Z 2 war im Hinblick auf die Erweiterung des Gesellschafterkreises und die Ermöglichung der beruflichen Zusammenarbeit mit anderen Berufsträgern (vgl. § 29d) dahingehend anzupassen, dass die organschaftliche Vertretung und Geschäftsführung der Gesellschaft für den Bereich der patentanwaltlichen Tätigkeiten ausnahmslos durch Gesellschafter mit aufrechter Patentanwaltsbefugnis erfolgen kann.

Die in der bisherigen Z 3 enthaltene Regelung erweist sich im Hinblick auf die neue Z 4 insofern als redundant, als durch die vorübergehende Einstellung der Ausübung des Berufs eines Gesellschafters gemäß Z 1 lit. a dieser Gesellschafter zu einem solchen gemäß Z 1 lit. b wird und damit auch nach Z 4 keine Vertretungs- und Geschäftsführungsbefugnis mehr hat. Die bisherige Z 3 konnte mithin ersatzlos entfallen.

Die bisherige Z 4 wird zu Z 3 und bleibt inhaltlich unverändert. Ferner wurde der zweite Satz der bisherigen Z 2 mit einer durch die Erweiterung des Gesellschafterkreises erforderlichen Umformulierung als neue Z 4 übernommen.

Zur Sicherstellung, dass die Unabhängigkeit und die Unparteilichkeit, die bestimmte Tätigkeiten der Patentanwalts-Gesellschaft erfordern, gewährleistet sind, sowie die Anforderungen allfälliger Standesregeln und die Verhaltensweisen der Gesellschafter hinsichtlich verschiedener Tätigkeiten der Gesellschaft insbesondere im Hinblick auf das Berufsgeheimnis miteinander vereinbar sind, wurde in Z 5 normiert, dass Gesellschafter, die keinen Patentanwaltsberuf ausüben, zur Einhaltung dessen Standesregeln vertraglich zu verpflichten sind und Vereinbarungen zwischen Gesellschaftern, die diesen Standesregeln widersprechen, unwirksam sind.

Dem gleichen Gedanken folgend sowie zur Erhaltung der insbesondere für Konsumenten notwendigen Dienstleistungsqualität normiert Z 6, dass über die fachlichen Fragen der Berufsausübung der Patentanwalts-Gesellschaft in den jeweils zuständigen Geschäftsorganen ausschließlich die Gesellschafter, die eine entsprechende Berufsbefugnis innehaben, entscheiden können. Darüber hinaus wird der Unabhängigkeit und Unparteilichkeit der fachlich befugten Gesellschafter insofern Rechnung getragen, als gegen deren Willen keine Entscheidung getroffen werden kann, sofern der Gegenstand der Entscheidung einschlägige Befugnis erfordert. Jedenfalls ist die Unabhängigkeit der Patentanwälte bei der Ausübung ihres Patentanwaltsberufs zu gewährleisten. Eine in der bisherigen Z 9 enthaltene Bestimmung mit vergleichbarem Regelungsziel konnte daher ersatzlos entfallen.

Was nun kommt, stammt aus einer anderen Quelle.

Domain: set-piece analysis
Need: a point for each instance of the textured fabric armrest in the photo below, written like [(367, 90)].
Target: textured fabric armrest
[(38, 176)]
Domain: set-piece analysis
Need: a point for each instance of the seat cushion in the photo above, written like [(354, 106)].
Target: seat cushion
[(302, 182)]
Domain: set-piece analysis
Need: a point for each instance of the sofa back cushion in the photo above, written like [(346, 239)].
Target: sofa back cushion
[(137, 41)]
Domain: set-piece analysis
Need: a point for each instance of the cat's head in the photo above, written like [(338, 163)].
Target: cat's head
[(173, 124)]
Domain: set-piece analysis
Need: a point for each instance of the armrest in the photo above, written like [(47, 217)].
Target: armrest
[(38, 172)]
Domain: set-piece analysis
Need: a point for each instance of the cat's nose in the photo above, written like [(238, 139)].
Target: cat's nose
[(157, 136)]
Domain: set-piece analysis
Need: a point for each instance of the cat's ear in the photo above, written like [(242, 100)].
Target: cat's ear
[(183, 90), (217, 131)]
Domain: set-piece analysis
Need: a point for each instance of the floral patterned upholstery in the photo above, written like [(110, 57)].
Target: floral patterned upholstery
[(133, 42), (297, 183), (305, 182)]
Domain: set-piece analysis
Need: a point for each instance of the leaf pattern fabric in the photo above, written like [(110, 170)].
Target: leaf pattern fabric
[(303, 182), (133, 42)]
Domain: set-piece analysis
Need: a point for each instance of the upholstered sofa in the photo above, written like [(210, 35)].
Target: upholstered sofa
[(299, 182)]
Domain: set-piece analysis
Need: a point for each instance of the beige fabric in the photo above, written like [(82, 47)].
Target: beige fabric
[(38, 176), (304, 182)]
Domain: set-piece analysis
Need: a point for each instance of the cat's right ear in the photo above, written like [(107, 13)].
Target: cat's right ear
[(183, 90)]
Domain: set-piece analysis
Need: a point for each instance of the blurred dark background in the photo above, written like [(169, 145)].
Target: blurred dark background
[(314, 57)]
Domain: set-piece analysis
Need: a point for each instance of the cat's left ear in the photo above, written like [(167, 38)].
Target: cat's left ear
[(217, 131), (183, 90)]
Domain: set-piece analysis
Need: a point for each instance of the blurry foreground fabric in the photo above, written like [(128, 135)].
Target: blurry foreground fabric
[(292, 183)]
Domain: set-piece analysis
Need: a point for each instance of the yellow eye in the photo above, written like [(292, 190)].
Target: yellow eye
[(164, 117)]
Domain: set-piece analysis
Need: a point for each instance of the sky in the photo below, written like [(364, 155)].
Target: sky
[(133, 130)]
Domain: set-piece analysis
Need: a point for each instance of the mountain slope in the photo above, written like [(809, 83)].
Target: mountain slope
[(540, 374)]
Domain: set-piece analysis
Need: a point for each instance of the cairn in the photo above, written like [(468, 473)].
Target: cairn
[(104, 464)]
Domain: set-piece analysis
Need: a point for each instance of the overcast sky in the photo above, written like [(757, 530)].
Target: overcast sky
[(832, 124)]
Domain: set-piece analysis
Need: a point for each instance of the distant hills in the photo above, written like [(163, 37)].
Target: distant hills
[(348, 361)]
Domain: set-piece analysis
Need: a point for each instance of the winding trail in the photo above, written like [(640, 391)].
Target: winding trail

Z 7 entspricht dem zweiten Satz der bisherigen Z 8 und bleibt unverändert. Der erste Satz der bisherigen Z 8 konnte im Hinblick auf die Erweiterung des Gesellschafterkreises und Regelung der Vertretung und Geschäftsführung einer Patentanwalts-Gesellschaft in Z 2 ersatzlos entfallen. Die in der bisherigen Z 7 enthaltene Regelung erweist sich im Hinblick auf die Erweiterung des Gesellschafterkreises und die neue Z 4 als obsolet.

Zur Sicherstellung der Dienstleistungsqualität und vor allem der Objektivität und Unabhängigkeit des Berufsstandes der Patentanwälte wird in Z 8 geregelt, dass mindestens die Hälfte des Kapitalanteils an der Gesellschaft von Gesellschaftern, die den Patentanwaltsberuf befugt ausüben, gehalten werden muss und somit die Beteiligung berufsfremder Personen oder Gesellschaften an Patentanwalts-Gesellschaften das Ausmaß von 50 % nicht übersteigen darf.

In Z 9 hatten im Hinblick auf die Erweiterung des Gesellschafterkreises in Z 1 bis auf den ersten sprachlich angepassten Halbsatz die Regelungen betreffend Patentanwalts-Partnerschaften, deren einziger Komplementär eine Gesellschaft mit beschränkter Haftung ist, zu entfallen. Die in der bisherigen Z 9 enthaltenen Regelungen finden sich sinngemäß in der neuen Z 6 wieder.

Z 10 stellt ergänzend sicher, dass die der Patentanwalts-Gesellschaft gemäß § 16 zukommenden Befugnisse der Patentanwälte zur berufsmäßigen Beratung und Vertretung ausschließlich durch Personen ausgeübt werden kann, denen die dem Patentanwaltsberuf vorbehaltenen Befugnisse zukommen. Die einem Patentanwaltsanwärter oder sonstigen Angestellten einer Patentanwalts-Gesellschaft zustehenden Befugnisse gemäß §§ 26 bis 29, wie etwa die Ermächtigung fachlich befähigter Angestellter zu Besprechungen, zur Entgegennahme von Aufträgen, zur Akteneinsicht und zur Empfangnahme von Urkunden und Erledigungen oder die Berechtigung eines Patentanwalts, sich unter seiner Verantwortung von einem bei ihm beschäftigten Patentanwaltsanwärter vertreten zu lassen, sollen unberührt bleiben.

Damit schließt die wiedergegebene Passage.